In all honesty, the second situation posed by Coffee cat would not be seen as powergaming unless the fight had begun already due to our crp and consent rules, but that is besides the point. On top of what has already been pointed out, we can define powergaming as not only the act of imposing your actions on other players and expecting them to be absolute without taking the situation or the reactions into account, but also possessing any of the following:
- Omnipotence (or a lesser version): Your character can not do everything he wishes for. In fact, it should be far from this to be at an acceptable "power level" to even consider participating in CRP. In this case, too much power is a bad thing.
- Omnipresence: Your character is only in one place. You can partially bypass this limitation in case your character can clone itself and achieve to be multiple locations at once. However, having an intangible presence everywhere that sees all is not only extremely limiting and unfair to everybody trying to be sneaky, but it would most likely be tagged as severe metagaming.
- Omniscience: Your character can not know everything. No buts about it. This also encapsulates the power of foresight to a lesser extent.
Other examples of powergame-y attitude:
- Your character conveniently leads or is a big fish in an extremely important institution (for example, the vanilla protectorate) and played a very important role in it, but there is no record of that anywhere else.
- Your armor conveniently adapts depending on the fight you are having (aka reactive armor, magical armor, etc), does not have a clear weakness or it seems to change depending on the opponent you are facing (without active changes made by the player).
- Your character gets by using 0'01% of his real power and can conveniently unlock power further beyond its initial potential during fights even if such ability has never before been described or used to that degree (aka infinite power levels get boring after the first three).
- (Magic users only) Your character has a spell for literally everything. Need to set a tree on fire? Apply a debuff? Heal yourself in an instant? Dodge a fast projectile? Clean your butt after eating tacos? You got it all. Ah, and if a brand new attack you have never seen before or reacted to in the past happens, your character is so proficient with the arcane that they can make a brand new convenient spell to get out of such a situation.

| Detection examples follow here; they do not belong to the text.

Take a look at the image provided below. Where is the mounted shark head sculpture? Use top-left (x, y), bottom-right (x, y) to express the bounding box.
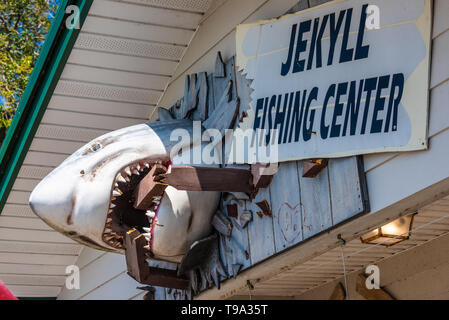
top-left (30, 120), bottom-right (220, 262)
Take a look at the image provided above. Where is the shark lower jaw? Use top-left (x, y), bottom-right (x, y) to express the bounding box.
top-left (102, 159), bottom-right (171, 254)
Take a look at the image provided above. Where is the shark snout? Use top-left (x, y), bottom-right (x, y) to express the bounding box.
top-left (29, 177), bottom-right (76, 229)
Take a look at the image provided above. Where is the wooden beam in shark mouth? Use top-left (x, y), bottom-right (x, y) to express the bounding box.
top-left (134, 164), bottom-right (167, 210)
top-left (156, 166), bottom-right (254, 193)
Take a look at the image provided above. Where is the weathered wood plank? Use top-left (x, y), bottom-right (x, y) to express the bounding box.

- (Tech users) Your character has flashy implants that are very convenient. Despite it usually only lifting what a normal person lifts, during combat it can lift 500Kg for some reason. And it is also impact proof, flame proof and can shoot lasers with an infinite energy supply.

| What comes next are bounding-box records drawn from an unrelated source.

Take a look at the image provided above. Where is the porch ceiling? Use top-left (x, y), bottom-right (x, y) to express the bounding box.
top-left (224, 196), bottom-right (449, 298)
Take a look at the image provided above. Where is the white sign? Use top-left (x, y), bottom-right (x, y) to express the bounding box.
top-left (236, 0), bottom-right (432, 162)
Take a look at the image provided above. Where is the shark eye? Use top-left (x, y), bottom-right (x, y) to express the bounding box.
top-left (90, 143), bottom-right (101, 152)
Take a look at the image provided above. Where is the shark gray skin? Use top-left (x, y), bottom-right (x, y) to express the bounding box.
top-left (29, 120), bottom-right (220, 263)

- Your character has an absolute immunity to something. Unless that something is weak or that the reasoning behind this is very logical (for example, a character who is made of air, such a wind elemental being immune to most forms of physical damage) this is a very convenient card to pull in confrontations.
Long story short, follow the rules, don't be a butt and play your character like you wish other people played their own. That will definitely reduce the ammount of incidents you will encounter while fighting other players in CRP. A last tip I can share is to only fight characters (or users) you know about, and that if you do not feel confident that they will be fair to you in a fight, you refuse to fight them and point them to the CRP consent rules.